Every year thousands of children enter foster care because of abuse or neglect, parents who have died or been incarcerated, or other unfortunate circumstances. An increasing number of these children are avoiding foster care, however, because of technology and policy changes that are placing them with extended family members instead.
Overall, this is good news. But one group of children has lagged behind the rest: children whose extended families live in other countries. In a nation of immigrants, this is a large group. More than one in five children in the U.S. have at least one foreign-born parent. Many have family members living in other countries due to work, military service, education and retirement.
Maria (not her real name) was one these children. Just 16 years old, she entered state care because of an abusive father and mentally ill mother. Maria wanted to live with her grandparents in another country, but the state of New Jersey, where she lived, needed help. Fortunately, an international organization well-versed in cases like hers was able to conduct a home study and determine that her grandparents would make a good placement. Four months later, a New Jersey state case worker accompanied her to her grandparents’ home, where she is living today and doing well.
Such placements can seem daunting. But they are commonplace for the U.S. branch of International Social Service (ISS-USA), located in Baltimore, Maryland. The organization conducts home studies, criminal and sexual abuse background checks, and searches for family and documents in other countries to ensure that every placement is made in a child’s best interest.
ISS-USA is a relatively small organization, with an annual budget of $2 million, but it has made that budget go a long way because of a performance management system with humble origins. It began with a custom-built Microsoft Access database, supplemented with Excel. The system has evolved considerably since then. Today it helps ISS-USA track its outcomes and has helped it make a compelling case to federal and state agency funders about the cost-effectiveness of its work.
“In the beginning, when we first started collecting data, we were able to track the number of families and cases that we worked with, and which countries, but that was basically it,” said Julie Rosicky, the organization’s executive director. “We wanted more than that. We wanted to know that we were making a difference.”
This effort was complicated by the existence of several databases covering different aspects of the organization’s work, but none of which gave them exactly what they needed. In some cases, the data primarily covered compliance issues such as program eligibility, dollars spent, and whether the organization had fulfilled its responsibilities. In other cases, pulling out data on program outcomes was a nightmare. Such reporting could take hours or even days to complete.

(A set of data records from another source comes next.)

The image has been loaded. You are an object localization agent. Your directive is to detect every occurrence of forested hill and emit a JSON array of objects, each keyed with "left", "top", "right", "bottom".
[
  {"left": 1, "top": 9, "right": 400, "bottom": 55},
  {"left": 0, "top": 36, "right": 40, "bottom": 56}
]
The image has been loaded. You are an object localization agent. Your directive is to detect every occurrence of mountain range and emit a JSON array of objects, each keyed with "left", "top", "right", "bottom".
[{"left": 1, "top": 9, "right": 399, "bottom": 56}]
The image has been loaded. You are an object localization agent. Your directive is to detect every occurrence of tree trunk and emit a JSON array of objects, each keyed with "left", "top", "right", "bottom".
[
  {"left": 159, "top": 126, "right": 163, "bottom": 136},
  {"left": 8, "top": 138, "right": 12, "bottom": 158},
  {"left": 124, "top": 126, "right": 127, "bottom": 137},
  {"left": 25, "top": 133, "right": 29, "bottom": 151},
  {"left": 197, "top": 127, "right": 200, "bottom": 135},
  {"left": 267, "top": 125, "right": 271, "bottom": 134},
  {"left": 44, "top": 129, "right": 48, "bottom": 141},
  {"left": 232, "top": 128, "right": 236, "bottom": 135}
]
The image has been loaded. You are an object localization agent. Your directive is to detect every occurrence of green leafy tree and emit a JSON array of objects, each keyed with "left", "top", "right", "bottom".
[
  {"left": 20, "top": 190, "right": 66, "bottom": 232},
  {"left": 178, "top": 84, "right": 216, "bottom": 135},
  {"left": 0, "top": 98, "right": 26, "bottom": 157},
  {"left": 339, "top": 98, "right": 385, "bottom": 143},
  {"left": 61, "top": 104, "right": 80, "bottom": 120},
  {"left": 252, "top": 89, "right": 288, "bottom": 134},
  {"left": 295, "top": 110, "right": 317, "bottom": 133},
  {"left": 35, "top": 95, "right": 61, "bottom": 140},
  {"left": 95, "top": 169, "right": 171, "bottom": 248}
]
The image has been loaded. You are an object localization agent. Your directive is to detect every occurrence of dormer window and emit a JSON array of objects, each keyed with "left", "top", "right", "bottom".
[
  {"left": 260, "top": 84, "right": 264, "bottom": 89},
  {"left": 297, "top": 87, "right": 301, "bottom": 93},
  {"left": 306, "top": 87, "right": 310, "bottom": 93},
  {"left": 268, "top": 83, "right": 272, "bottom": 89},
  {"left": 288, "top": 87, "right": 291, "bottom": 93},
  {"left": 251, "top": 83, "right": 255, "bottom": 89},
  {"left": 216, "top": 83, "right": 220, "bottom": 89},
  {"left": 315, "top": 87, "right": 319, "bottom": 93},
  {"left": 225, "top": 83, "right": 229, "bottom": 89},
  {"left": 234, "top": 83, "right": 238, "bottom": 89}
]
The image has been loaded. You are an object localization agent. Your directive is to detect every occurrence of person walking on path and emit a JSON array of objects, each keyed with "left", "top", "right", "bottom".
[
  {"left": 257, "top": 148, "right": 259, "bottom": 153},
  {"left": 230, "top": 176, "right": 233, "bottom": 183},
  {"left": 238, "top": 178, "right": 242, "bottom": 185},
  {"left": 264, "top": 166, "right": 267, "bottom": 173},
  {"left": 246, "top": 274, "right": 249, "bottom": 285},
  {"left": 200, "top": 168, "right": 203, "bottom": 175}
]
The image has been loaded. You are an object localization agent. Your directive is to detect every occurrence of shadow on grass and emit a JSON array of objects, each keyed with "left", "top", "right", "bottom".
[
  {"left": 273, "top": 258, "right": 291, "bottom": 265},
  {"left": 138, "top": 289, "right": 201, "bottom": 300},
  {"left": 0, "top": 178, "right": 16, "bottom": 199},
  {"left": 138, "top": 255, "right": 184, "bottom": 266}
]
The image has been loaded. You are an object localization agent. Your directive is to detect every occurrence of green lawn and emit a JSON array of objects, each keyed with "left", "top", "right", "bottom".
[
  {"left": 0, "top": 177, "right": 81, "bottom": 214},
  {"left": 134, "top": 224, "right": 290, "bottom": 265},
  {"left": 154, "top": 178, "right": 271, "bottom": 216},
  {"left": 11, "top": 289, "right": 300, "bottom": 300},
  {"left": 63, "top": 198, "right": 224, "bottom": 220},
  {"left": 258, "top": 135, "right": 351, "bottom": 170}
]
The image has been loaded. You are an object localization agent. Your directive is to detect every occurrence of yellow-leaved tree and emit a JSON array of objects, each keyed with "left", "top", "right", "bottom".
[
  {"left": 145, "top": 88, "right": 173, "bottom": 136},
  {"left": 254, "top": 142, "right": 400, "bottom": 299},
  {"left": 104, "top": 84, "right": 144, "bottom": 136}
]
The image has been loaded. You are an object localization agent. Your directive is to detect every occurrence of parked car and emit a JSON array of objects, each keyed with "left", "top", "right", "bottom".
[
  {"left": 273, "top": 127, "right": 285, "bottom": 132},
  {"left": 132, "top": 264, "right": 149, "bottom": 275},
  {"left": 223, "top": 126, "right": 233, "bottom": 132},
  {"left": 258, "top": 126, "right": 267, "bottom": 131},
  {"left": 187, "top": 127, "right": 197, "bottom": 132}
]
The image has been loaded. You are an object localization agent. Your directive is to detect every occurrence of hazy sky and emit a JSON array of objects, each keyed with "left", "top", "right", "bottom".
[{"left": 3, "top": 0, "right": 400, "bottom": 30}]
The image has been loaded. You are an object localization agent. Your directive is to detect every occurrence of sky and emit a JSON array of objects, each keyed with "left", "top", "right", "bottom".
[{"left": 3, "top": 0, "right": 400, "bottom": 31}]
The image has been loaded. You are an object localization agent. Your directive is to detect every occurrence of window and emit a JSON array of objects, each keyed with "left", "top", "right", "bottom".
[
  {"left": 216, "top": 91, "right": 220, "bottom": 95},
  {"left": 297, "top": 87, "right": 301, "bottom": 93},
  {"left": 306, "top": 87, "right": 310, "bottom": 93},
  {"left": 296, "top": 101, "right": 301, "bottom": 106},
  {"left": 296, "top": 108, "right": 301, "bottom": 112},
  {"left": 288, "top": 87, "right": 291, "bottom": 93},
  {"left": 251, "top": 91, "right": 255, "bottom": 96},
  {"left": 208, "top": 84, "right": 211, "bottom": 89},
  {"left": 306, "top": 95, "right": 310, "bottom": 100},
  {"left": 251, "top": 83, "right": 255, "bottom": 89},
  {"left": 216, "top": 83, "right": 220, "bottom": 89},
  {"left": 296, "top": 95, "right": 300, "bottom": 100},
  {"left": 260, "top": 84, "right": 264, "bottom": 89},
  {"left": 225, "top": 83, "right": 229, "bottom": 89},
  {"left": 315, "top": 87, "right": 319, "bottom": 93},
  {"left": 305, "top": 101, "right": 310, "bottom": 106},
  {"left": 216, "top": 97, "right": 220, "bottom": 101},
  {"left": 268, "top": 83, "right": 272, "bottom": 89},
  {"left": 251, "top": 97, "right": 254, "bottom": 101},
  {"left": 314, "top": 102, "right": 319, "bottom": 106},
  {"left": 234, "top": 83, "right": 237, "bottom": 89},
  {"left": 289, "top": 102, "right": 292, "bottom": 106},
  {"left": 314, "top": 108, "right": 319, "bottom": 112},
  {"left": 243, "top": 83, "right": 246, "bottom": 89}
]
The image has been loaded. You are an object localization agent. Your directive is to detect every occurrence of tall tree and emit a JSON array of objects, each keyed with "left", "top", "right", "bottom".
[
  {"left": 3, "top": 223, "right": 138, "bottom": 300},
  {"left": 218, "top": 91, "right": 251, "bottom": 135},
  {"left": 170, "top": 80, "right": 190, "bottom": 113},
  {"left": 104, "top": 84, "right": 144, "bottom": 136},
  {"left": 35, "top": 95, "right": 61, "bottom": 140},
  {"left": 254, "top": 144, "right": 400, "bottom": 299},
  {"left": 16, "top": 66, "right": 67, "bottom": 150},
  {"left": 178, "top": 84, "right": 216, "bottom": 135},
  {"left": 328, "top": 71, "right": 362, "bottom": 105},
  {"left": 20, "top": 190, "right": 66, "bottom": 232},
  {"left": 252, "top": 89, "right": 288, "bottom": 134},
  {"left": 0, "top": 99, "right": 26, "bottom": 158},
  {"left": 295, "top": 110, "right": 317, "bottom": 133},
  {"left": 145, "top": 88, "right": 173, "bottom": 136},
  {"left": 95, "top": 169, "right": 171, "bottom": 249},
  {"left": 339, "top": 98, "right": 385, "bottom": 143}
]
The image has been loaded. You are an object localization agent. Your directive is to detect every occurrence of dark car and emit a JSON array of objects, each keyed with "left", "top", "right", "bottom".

“We have all these kids in care and the goal is to get them connected with families as quickly as possible,” said Wendy Jeffries, a program manager who oversees data for the organization. “We want them with their family members first. If not, we want to find foster or adoptive families. We want to avoid placement in institutions. If we can’t do that, we at least want to connect them to family. So we want to know, how successful are we? What happens to the kids?”
These are the kinds of questions the organization now answers routinely. In 2009, the organization won a demonstration grant from the state of New Jersey to provide international family finding for children at risk of being placed in foster care. Maria was one of those children.

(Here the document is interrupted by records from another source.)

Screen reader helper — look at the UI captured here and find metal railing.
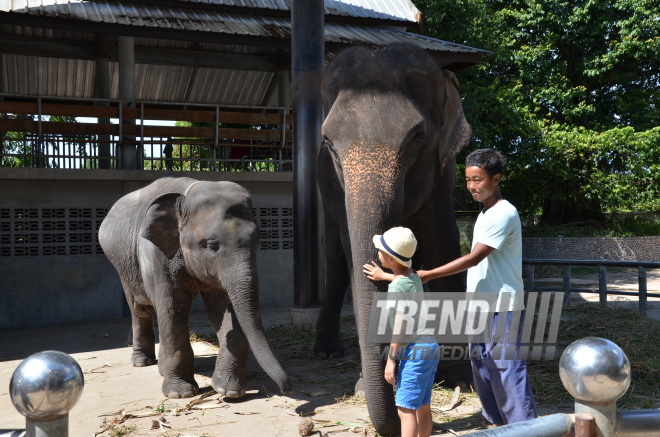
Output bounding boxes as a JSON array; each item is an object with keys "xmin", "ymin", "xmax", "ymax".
[
  {"xmin": 523, "ymin": 259, "xmax": 660, "ymax": 315},
  {"xmin": 0, "ymin": 94, "xmax": 293, "ymax": 172}
]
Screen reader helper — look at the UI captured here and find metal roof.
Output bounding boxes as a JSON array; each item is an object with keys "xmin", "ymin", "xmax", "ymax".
[
  {"xmin": 1, "ymin": 0, "xmax": 421, "ymax": 23},
  {"xmin": 0, "ymin": 2, "xmax": 483, "ymax": 57},
  {"xmin": 0, "ymin": 0, "xmax": 489, "ymax": 107}
]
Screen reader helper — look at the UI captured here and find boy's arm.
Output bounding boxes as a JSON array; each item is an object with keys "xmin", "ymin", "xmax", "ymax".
[
  {"xmin": 417, "ymin": 243, "xmax": 495, "ymax": 283},
  {"xmin": 384, "ymin": 342, "xmax": 399, "ymax": 385},
  {"xmin": 363, "ymin": 261, "xmax": 395, "ymax": 282}
]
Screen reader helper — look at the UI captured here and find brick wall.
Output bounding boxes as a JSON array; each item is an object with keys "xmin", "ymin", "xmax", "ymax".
[{"xmin": 522, "ymin": 237, "xmax": 660, "ymax": 261}]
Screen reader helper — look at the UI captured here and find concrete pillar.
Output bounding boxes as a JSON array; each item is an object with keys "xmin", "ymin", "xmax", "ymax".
[
  {"xmin": 118, "ymin": 36, "xmax": 137, "ymax": 171},
  {"xmin": 277, "ymin": 69, "xmax": 290, "ymax": 107},
  {"xmin": 291, "ymin": 0, "xmax": 324, "ymax": 308}
]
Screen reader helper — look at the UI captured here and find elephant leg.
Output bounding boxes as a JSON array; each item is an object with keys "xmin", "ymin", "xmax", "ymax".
[
  {"xmin": 121, "ymin": 278, "xmax": 156, "ymax": 367},
  {"xmin": 154, "ymin": 294, "xmax": 198, "ymax": 398},
  {"xmin": 200, "ymin": 291, "xmax": 248, "ymax": 398},
  {"xmin": 314, "ymin": 213, "xmax": 349, "ymax": 358}
]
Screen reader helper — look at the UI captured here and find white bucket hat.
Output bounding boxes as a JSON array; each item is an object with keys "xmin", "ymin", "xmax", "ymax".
[{"xmin": 373, "ymin": 227, "xmax": 417, "ymax": 267}]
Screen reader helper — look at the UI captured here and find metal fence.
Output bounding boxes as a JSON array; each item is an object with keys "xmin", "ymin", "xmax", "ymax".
[{"xmin": 523, "ymin": 259, "xmax": 660, "ymax": 315}]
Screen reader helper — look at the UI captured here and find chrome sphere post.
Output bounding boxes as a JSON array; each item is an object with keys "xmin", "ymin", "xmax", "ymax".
[
  {"xmin": 559, "ymin": 337, "xmax": 631, "ymax": 437},
  {"xmin": 9, "ymin": 351, "xmax": 84, "ymax": 437}
]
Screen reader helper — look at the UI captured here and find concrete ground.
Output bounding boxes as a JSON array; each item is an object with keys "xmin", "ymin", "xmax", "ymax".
[
  {"xmin": 535, "ymin": 268, "xmax": 660, "ymax": 320},
  {"xmin": 0, "ymin": 270, "xmax": 658, "ymax": 436},
  {"xmin": 0, "ymin": 306, "xmax": 379, "ymax": 437}
]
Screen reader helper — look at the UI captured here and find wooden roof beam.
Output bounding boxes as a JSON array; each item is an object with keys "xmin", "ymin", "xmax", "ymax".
[{"xmin": 0, "ymin": 34, "xmax": 283, "ymax": 72}]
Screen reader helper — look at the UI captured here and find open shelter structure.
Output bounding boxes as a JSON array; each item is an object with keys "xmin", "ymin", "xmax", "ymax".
[{"xmin": 0, "ymin": 0, "xmax": 489, "ymax": 330}]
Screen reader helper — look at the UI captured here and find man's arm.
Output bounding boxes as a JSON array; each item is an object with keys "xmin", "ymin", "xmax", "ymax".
[
  {"xmin": 417, "ymin": 242, "xmax": 494, "ymax": 283},
  {"xmin": 363, "ymin": 243, "xmax": 496, "ymax": 284}
]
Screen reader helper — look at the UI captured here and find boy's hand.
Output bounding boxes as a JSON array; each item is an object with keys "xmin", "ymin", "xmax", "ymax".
[
  {"xmin": 384, "ymin": 359, "xmax": 397, "ymax": 385},
  {"xmin": 363, "ymin": 261, "xmax": 391, "ymax": 282}
]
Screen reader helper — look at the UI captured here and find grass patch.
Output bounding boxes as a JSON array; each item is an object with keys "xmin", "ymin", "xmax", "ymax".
[
  {"xmin": 528, "ymin": 301, "xmax": 660, "ymax": 410},
  {"xmin": 107, "ymin": 425, "xmax": 137, "ymax": 437},
  {"xmin": 190, "ymin": 303, "xmax": 657, "ymax": 425}
]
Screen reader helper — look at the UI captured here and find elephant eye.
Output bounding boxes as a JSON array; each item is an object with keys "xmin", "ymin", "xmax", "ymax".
[{"xmin": 202, "ymin": 239, "xmax": 221, "ymax": 251}]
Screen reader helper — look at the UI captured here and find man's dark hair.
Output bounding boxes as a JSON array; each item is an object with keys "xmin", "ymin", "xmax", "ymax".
[{"xmin": 465, "ymin": 149, "xmax": 507, "ymax": 177}]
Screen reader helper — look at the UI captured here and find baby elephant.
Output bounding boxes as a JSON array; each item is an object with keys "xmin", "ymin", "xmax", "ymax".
[{"xmin": 99, "ymin": 177, "xmax": 291, "ymax": 399}]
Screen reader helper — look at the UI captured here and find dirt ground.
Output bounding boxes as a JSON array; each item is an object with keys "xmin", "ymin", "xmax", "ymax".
[{"xmin": 0, "ymin": 269, "xmax": 658, "ymax": 437}]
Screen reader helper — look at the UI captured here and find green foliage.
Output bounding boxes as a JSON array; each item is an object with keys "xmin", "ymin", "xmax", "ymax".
[
  {"xmin": 542, "ymin": 125, "xmax": 660, "ymax": 212},
  {"xmin": 415, "ymin": 0, "xmax": 660, "ymax": 219}
]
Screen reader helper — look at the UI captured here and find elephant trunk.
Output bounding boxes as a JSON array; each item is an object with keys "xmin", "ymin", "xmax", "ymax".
[
  {"xmin": 345, "ymin": 176, "xmax": 404, "ymax": 435},
  {"xmin": 221, "ymin": 257, "xmax": 292, "ymax": 394}
]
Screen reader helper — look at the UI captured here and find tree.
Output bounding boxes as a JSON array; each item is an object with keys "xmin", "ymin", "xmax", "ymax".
[{"xmin": 415, "ymin": 0, "xmax": 660, "ymax": 222}]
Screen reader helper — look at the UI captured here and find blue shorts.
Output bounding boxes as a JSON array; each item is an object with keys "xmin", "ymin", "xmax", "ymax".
[{"xmin": 395, "ymin": 343, "xmax": 440, "ymax": 410}]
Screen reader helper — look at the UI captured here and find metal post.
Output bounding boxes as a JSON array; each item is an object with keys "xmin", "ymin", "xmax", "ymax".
[
  {"xmin": 278, "ymin": 69, "xmax": 291, "ymax": 171},
  {"xmin": 638, "ymin": 266, "xmax": 647, "ymax": 315},
  {"xmin": 95, "ymin": 57, "xmax": 111, "ymax": 169},
  {"xmin": 9, "ymin": 351, "xmax": 84, "ymax": 437},
  {"xmin": 616, "ymin": 410, "xmax": 660, "ymax": 437},
  {"xmin": 36, "ymin": 97, "xmax": 43, "ymax": 168},
  {"xmin": 575, "ymin": 412, "xmax": 595, "ymax": 437},
  {"xmin": 291, "ymin": 0, "xmax": 324, "ymax": 308},
  {"xmin": 599, "ymin": 266, "xmax": 607, "ymax": 307},
  {"xmin": 460, "ymin": 413, "xmax": 572, "ymax": 436},
  {"xmin": 526, "ymin": 264, "xmax": 535, "ymax": 292},
  {"xmin": 213, "ymin": 106, "xmax": 219, "ymax": 171},
  {"xmin": 559, "ymin": 337, "xmax": 631, "ymax": 437},
  {"xmin": 562, "ymin": 265, "xmax": 571, "ymax": 306}
]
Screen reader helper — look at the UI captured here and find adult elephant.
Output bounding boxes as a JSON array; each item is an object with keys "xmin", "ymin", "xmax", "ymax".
[
  {"xmin": 314, "ymin": 44, "xmax": 472, "ymax": 435},
  {"xmin": 99, "ymin": 177, "xmax": 291, "ymax": 399}
]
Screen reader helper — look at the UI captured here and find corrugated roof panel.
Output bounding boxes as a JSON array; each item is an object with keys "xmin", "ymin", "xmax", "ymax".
[
  {"xmin": 133, "ymin": 64, "xmax": 194, "ymax": 102},
  {"xmin": 1, "ymin": 2, "xmax": 483, "ymax": 57},
  {"xmin": 1, "ymin": 0, "xmax": 420, "ymax": 23},
  {"xmin": 324, "ymin": 23, "xmax": 484, "ymax": 55},
  {"xmin": 187, "ymin": 68, "xmax": 274, "ymax": 105},
  {"xmin": 177, "ymin": 0, "xmax": 419, "ymax": 21},
  {"xmin": 1, "ymin": 54, "xmax": 95, "ymax": 97}
]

In 2011 alone, the program served 186 children. After conducting home studies, 14 children were placed with family outside the U.S. and another 8 were placed with family members in the United States. With foster care placements costing $30,000 to $40,000 every year, the organization estimates that it saved the state of New Jersey $3-4 for every dollar spent on international family finding efforts. The state is now expanding what had been a demonstration program and making it permanent. Other states are looking to replicate New Jersey’s efforts.
“Really we need federal support for these costs, not 50 different states trying to fund and develop their own programs,” says Rosicky. But the trend is in the right direction.
In an era of tightening state budgets, few programs are being expanded. Tracking costs and outcomes is making this possible.
It has produced several lessons, too. The organization discovered that it could reduce training costs by creating a more targeted training program for a few select case workers and combining it with an overall awareness campaign.
It has also worked to simplify its data system, reduce time spent on data entry, and improve data quality. As part of this effort, it is migrating its old Access and Excel-based data system over to Social Solutions ETO™ software, a process that is expected to be completed in the next few weeks.
How do they pay for all this? The question of how to pay for performance management systems is a common one. In their case, the costs of the system are built into their grants.
“If people are seeking funding, I would advise them to factor that cost in,” says Rosicky. “It’s very important to have someone on staff designated to oversee the database activities. If funders want outcomes, they must also be willing to pay for staff to oversee data collection and outcome reporting. At least in the ideal world, anyway.”
Where do they go from here? The organization’s sights are not limited to New Jersey or even the United States. Not surprisingly, the organization’s goals are international in scope.
“Migration between countries in Europe is ten times what it is here,” says Rosicky. But the opportunity isn’t just about numbers.
“When we first designed our child welfare system here in the U.S., we weren’t thinking about how to measure success in a globalized society. In other countries, where they are new to this, we can get it right at the very beginning.”